NACDS also wants to establish a reliable Medicare reimbursement pathway for pharmacy care services including vaccinations, testing and therapeutics for COVID-19, flu and other illnesses – the current lack of which, the group said, is reducing access to therapeutics.
The group also said it's essential "to provide a robust public education effort to ensure that patients understand how they will get their COVID-19 boosters – and other care – moving forward."
WHAT'S THE IMPACT?
Physicians have a different take on the matter, as exemplified by a letter sent to the White House last week by the American Academy of Family Physicians, which maintained that primary care physicians should not have to determine whether patients received their vaccines from a community provider.
AAFP also said primary care physicians should be notified when patients are prescribed monoclonal antibody treatments for COVID-19 so that follow-up care can be appropriate.
"As we enter the next phase of the COVID-19 vaccination process, which will include new vaccine mandates, recommended boosters for some patients, and COVID-19 vaccines for children under 12, additional actions are needed to support primary care practices," the letter read. "Primary care physicians are well-positioned to provide extensive counseling to vaccine-hesitant patients, help ensure adults receive recommended booster shots, and provide children with COVID-19 vaccines once they are authorized."

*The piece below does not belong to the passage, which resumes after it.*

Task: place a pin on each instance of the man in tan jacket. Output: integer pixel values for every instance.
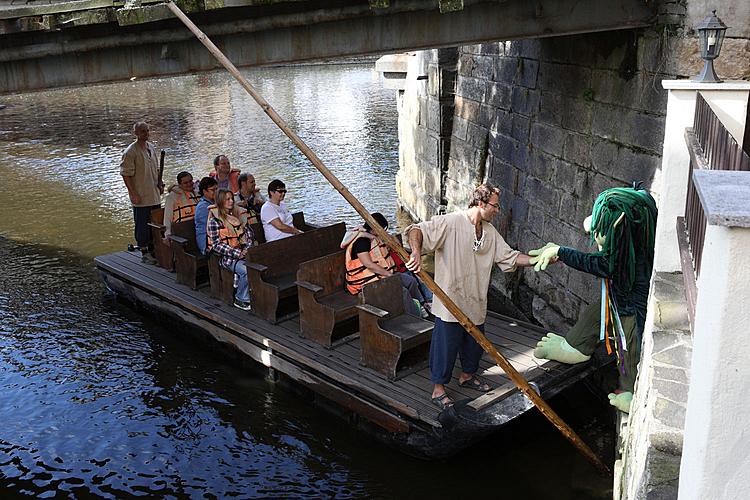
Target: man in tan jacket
(140, 172)
(466, 246)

The physician group floated several of its own recommendations – including ensuring that all primary care physicians have ready access to vaccine supplies, shifting the focus slightly from mass vaccination sites and retail pharmacies.
AAFP encouraged the White House to streamline registration, reporting and other administrative requirements for primary care physicians administering the vaccine in their practices; work with states and localities to engage with practices in their vaccination efforts; and provide support for physicians conducting outreach to vaccine-hesitant patients, in part by requiring Medicare and Medicaid to pay for vaccine counseling when it's performed separately from vaccine administration.
The group also wants the administration to improve information sharing between primary care, retail pharmacies and other community COVID-29 vaccine and treatment providers.
"Increasing reliance on pharmacists and other providers outside of patients' medical homes squanders the value of physician-patient relationships and leads to care fragmentation," AAFP wrote.
THE LARGER TREND
The PREP Act authorizes the Secretary of the Department of Health and Human Services to issue a PREP Act declaration, which provides immunity from liability – excluding willful misconduct – from claims determined to be a present or credible risk for a future public health emergency, according to HHS.
PREP Act declarations are not exclusive to COVID-19. There currently exists a declaration for smallpox and other orthopox viruses.